レオンは床の工具を拾わない。扉のそばへ膝をつき、赤い糸の結び目だけを確認する。
「お前が残れば、これは形見じゃない」
『分灯式用の現役工具です』
「そういう名前に逃がすな」
『用途は変わりません』
「意味が変わる」
道具に意味をつけると重くなる。用途だけなら、壊れたとき交換できる。意味は替えが利かない。
私は予定帳を指す。
『贈り物を受け取れない理由が分かりました』
「何が」
『意味が増えるからです』
「増えて困るか」
『処分時に相手の負担が出ます』
「処分する前提をやめろ」
また戻る。
セラさんが灰色の帳面を閉じた。
「記録を一度止める」
『なぜ』
「今の会話を残すと、あなたは後で読み、もっと正確な処分方法を作る」
私の使い方を予測されている。
「記録しないと、私が忘れるかもしれない。言葉を失うかもしれない。それでも今は残さない」
『記録係の職務は』
「あなたの死後指示を完成させることではない」
セラさんは帳面を鞄へ入れ、留め具を閉めた。記録しない選択は、彼女にとって工具を床へ置くのと同じくらい重いはずだ。
『必要になったら再開してください』
「あなたが必要性を決めないで」
ティアさんは新しい契約書を出さなかった。
代わりに、右手へ温布を巻く。
「感覚は」
『圧迫四、温度二』
「昨日より温度が落ちてる」
『筆記は可能』
「工具を使えなくなるのが怖い?」
怖い、という語が急に来た。
右手が使えなければパンを切れない。
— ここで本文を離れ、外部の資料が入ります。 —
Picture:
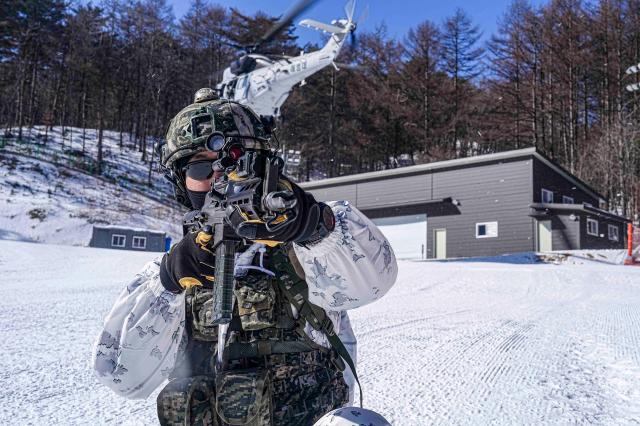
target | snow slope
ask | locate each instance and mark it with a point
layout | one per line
(453, 343)
(45, 202)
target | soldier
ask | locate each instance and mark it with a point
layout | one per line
(282, 358)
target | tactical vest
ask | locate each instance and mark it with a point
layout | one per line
(272, 374)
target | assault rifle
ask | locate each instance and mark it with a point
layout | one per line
(249, 184)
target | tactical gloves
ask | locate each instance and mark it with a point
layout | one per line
(189, 263)
(307, 222)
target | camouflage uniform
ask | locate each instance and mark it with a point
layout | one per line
(257, 386)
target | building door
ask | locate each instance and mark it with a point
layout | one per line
(406, 234)
(544, 235)
(440, 243)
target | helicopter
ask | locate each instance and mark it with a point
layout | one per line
(264, 83)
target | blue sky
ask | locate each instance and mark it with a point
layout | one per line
(399, 16)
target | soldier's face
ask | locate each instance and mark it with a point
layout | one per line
(201, 183)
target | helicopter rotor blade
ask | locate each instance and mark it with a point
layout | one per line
(352, 67)
(283, 22)
(349, 8)
(363, 15)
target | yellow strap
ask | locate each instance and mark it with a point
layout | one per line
(188, 282)
(270, 243)
(234, 177)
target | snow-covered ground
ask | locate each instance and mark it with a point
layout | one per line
(490, 341)
(44, 202)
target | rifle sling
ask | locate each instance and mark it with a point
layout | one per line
(296, 291)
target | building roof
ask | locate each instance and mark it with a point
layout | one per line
(460, 162)
(127, 228)
(586, 208)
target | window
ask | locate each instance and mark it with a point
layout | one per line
(118, 240)
(487, 230)
(139, 242)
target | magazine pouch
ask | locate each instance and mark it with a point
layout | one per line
(243, 397)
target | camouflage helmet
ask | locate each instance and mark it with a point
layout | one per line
(205, 94)
(192, 127)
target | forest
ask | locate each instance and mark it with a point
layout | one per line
(551, 77)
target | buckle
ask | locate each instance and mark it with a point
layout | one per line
(264, 347)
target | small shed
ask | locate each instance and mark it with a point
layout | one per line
(123, 238)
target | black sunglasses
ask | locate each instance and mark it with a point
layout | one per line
(200, 170)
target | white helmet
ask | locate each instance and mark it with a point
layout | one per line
(352, 416)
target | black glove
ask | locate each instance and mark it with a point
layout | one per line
(189, 263)
(307, 223)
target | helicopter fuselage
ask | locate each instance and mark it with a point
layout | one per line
(267, 87)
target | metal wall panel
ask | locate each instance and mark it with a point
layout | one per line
(565, 233)
(499, 192)
(342, 192)
(391, 192)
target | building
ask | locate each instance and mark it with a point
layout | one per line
(128, 239)
(494, 204)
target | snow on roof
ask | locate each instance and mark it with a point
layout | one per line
(128, 228)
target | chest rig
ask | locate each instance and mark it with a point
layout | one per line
(269, 315)
(272, 372)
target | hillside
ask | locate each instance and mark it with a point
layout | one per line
(476, 342)
(47, 193)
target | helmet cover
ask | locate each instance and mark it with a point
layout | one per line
(352, 416)
(190, 129)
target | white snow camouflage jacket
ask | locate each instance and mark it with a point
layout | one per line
(144, 334)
文字が遅くなる。細工工具を持てない。配達鞄の留め具も片手では難しい。
仕事への影響は大きい。
『不便です』
「怖い?」
同じ問い。
『左手を練習します』
ティアさんは温布の端を留める。強く締めず、私の返事を訂正もしない。
「今の質問、あとでまたする」
答えが出るまで保留するらしい。
ロウさんは焼けた右手で結界杖を持ち上げた。握れず、床へ落ちる。
『左手用の革帯を作れます』
「要らない」
『指揮に必要です』
「お前が盗った二千単位を俺たちが処理していれば、この手は焼けなかったかもしれない」
逆だ。解除試験で焼けた。第三鐘とは別件。
『因果が違います』
「分かってる。わざと混ぜた」
ロウさんは左手で杖を拾う。
「結果と原因を都合よくつなげられると、どう聞こえるか分かったか」
不正確で、反論したくなる。
『分かりました』
「なら、お前が助けた事実と、お前が消えてよい結論をつなぐな」
一本取られた。
『検討します』
「今ここで切れ」
『将来への影響を』
「切れ」
命令形。
私が助けた。だから役に立つ。役に立つから居場所がある。役に立てる最後の仕事として朝の器を選ぶ。
どこまでを切ればよいのだろう。
『助けた事実は残ります』
「残せ」
『朝の器の適合も事実です』
「それを、消えてよいへつなぐな」
消えてよい、とは書いていない。五百四十万人より一人が合理的と計算しただけ。
でも、その計算を始めた人が自分だけなら、セラさんはまた限定回答と記録する。
『つながりを保留します』
今できる最大の譲歩。
ロウさんは頷かなかったが、同じ命令を繰り返さなかった。
ティアさんが私の脈を取る。百四十六。胸痛五。喉七。数値は昨日と大差ない。
「今、何を考えた」
『ノルの作業参加は維持』
「それ以外」
『形見を残さない』
「それは、ノルが求めたことじゃない」
『本人が不要と言いました』
「本人の言葉を、都合よく切らないで」
十七件の限定回答と同じだと言いたいらしい。
『全文を記録してください』
「記録の問題じゃない」
セラさん自身が言った。
「言葉を残すだけでは、あなたが選ばなかった意味まで固定する」
『では、どうしますか』
「今は、追わない」
ノルを一人に?
「廊下にレオンがいる。見守る。説得はしない」
役に立てる行動をあえてしない。相手が選ぶ時間を残す。
私には向いていない。
ロウさんが路線封鎖図を片づける。
「今日から、保守路の封印鍵は俺が身につける」
腰の鍵束を確認する。王都へ通じる旧鐘路保守線。第40話で使う予定――ではなく、封鎖通達後の緊急避難路として調べていたものだ。
「宿直も二名。ミナは病室外へ出ない」
『治療契約の範囲ですか』
「隊長命令」
『理由』
「お前が一人で終わらせる案へ進んでいる」
読まれている。
『形見を残さない話です。移動とは別』
「別だと証明するまで」
命令文の穴が減っている。
夜、病室は二名宿直になった。
入口にレオン、窓側にロウさん。ティアさんは隣室、セラさんは記録室。ノルは工房へ戻り、工具を扉前に置いたまま。
私は眠る。
眠ろうとする。
眠る前に、赤い鞄の中身を机へ出した。
明朝の検査に必要な筆談板、薬、身分札だけを残す。真鍮ナイフ、予定帳、母の手紙、襟巻き、幼児靴、名札、林檎の種。全部、病室の棚へ。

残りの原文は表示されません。